文章修行のためにお題をお借りしました。(文章修行家さんに40の短文描写お題)

ルール
1、65文字以内で完結した話を書く。(オーバーしても1〜3文字)
2、抽象的な書き方をなるべく避け、情景を描写する。
3、ストーリー性

戦争編終了後の話も含みます。
甘いのも暗いのもごっちゃ。
夢要素なしのキャラ同士または単品の話もあり。

キャラ:ルーキー、ハートの海賊団、三大将、一部白ひげ隊長、一部七武海、W7(職長、CP9)




01.告白

 その視線は熱っぽくて、囁く言葉はどんな女にするより甘かった。
 いつかお前をおれのものにする。
 青の世界に腕を広げ、船長は不敵に笑った。

(海に恋するロー、65文字)



02.嘘

 広場で子供たちに少女が絵本を読んでいる。
 己の長い鼻をつつき、カクは肩を竦めた。
 彼女たちに吐いてる分に比べれば、なんて短さだろう。

(カクと夢主、64文字)





03.卒業

 見慣れていた筈の海は、船の上からでは知らない顔をしていた。
 遠く、島陰が霞む。バイバイ。
 今日からは、ここからの景色が自分のすべてだ。

(シリーズ夢主、65文字)




04.旅

 水色の髪の王女様は、今は船にいない。
 それでもあの航海の日々は、確かに自分達の胸にある。

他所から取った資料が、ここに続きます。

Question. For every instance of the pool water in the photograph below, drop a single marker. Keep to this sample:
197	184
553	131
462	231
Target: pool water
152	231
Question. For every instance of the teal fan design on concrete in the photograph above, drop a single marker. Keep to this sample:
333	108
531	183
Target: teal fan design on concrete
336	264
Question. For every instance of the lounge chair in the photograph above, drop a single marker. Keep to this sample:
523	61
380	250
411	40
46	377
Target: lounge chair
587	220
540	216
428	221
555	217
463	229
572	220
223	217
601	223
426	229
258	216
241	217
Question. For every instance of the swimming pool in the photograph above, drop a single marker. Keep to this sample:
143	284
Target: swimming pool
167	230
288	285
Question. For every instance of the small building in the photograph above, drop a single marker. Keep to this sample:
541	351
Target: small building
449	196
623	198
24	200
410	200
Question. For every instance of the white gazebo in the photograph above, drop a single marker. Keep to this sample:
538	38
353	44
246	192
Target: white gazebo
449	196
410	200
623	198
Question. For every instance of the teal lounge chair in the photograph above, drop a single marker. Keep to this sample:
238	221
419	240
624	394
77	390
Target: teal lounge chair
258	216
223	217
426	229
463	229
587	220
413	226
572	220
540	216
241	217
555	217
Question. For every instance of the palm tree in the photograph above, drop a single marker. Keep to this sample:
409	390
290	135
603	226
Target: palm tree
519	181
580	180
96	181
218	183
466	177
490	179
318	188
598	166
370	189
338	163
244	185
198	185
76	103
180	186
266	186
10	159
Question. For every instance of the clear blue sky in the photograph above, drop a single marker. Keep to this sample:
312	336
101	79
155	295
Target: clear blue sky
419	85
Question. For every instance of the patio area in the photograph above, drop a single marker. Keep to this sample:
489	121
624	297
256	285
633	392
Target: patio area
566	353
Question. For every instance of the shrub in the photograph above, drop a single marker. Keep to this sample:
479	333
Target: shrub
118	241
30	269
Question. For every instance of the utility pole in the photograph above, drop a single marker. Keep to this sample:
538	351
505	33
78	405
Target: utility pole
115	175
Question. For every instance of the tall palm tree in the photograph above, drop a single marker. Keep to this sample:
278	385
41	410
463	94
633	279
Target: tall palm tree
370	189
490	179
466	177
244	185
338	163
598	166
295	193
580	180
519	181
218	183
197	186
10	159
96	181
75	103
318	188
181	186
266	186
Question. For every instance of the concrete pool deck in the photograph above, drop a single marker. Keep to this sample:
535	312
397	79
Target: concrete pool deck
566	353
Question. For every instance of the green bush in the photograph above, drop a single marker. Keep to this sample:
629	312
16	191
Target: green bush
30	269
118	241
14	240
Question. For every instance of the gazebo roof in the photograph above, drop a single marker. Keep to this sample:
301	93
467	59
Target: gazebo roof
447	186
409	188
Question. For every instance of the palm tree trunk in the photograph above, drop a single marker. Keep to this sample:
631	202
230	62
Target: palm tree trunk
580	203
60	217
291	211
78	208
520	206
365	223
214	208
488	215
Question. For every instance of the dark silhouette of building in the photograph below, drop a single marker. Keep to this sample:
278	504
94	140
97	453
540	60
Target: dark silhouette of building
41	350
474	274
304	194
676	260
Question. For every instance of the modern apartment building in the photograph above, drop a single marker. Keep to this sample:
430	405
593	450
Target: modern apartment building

腕の印をそっと撫でた。
 今も彼女は、共にいる。

(麦わら海賊団とビビ、65文字)





05.学ぶ

 知識なら、今まで沢山身に付けてきた。
 けれど、誰かを信じて強くなる誇りや喜びは彼らに出会って初めて知った。
 私はもう、一人じゃない。

(麦わら海賊団とロビン、64文字)





06.電車

 満員電車で手の甲と甲が触れた。
 狭いからな。そう斑面の彼が笑う。
 もう一度甲が触れた。さっきよりも長い触れ合いに、私はそっと俯いた。

(エース夢、64文字)





07.ペット

 名を呼ぶ。小さな声にも関わらず、赤の尾が振り返る。
 船長?
 疑うことなく見上げる瞳に、よく躾ができていると、ローは喉を鳴らした。

(ロー夢、62文字)





08.癖

 廊下を軽い足音が駆けていく。つい、ペンの動きが止まる。
 聞こえてくる笑い声に、無意識に耳を済ましていた自分にペンギンは苦笑した。

(ペンギンとシリーズ夢主、63文字)





09.おとな

 青臭さを滲ませたまま、己の正義にひた走る。向こう見ずで愚かだが、自分にはないものを持っている。
 若いねぇ。
 呟いて、そっと頭を撫でた。

(海兵夢主とオジキ、65文字)





10.食事

 毎日己が作った料理が、仲間たちの体を形作る一要素になる。
 怒り笑い戦い、そして生きる。
 それを支えられることのなんと誇らしいことか。

(サンジ、64文字)




11.本

 航海の日々の積み重ねは、文字を書き連ねていくことに似ている。
 キャス!
 チビが駆けてくる。
 さあ、今日というおれ達の冒険譚の始まりだ。

(キャスとシリーズ夢主、64文字)





12.夢

 クザンは、起き抜けの体をぐっと伸ばした。
 目蓋の裏に見ていたのは、柔らかく微笑む少女の姿だ。
 さて、どうやって今日は仕事をサボろうか。

(クザンと夢主、65文字)


 悪魔との契約で力を手に入れ、親友と共に海へと繰り出して数年。
 水平線の彼方への思いはあの頃と少しも変わらず、今もこの体を突き動かす。

(キッド、65文字)





13.女と女

 社長秘書と比べ、どうしたって見劣りする。そんな体に凹む部下を小突く。
 お前はそのままで十分だろ。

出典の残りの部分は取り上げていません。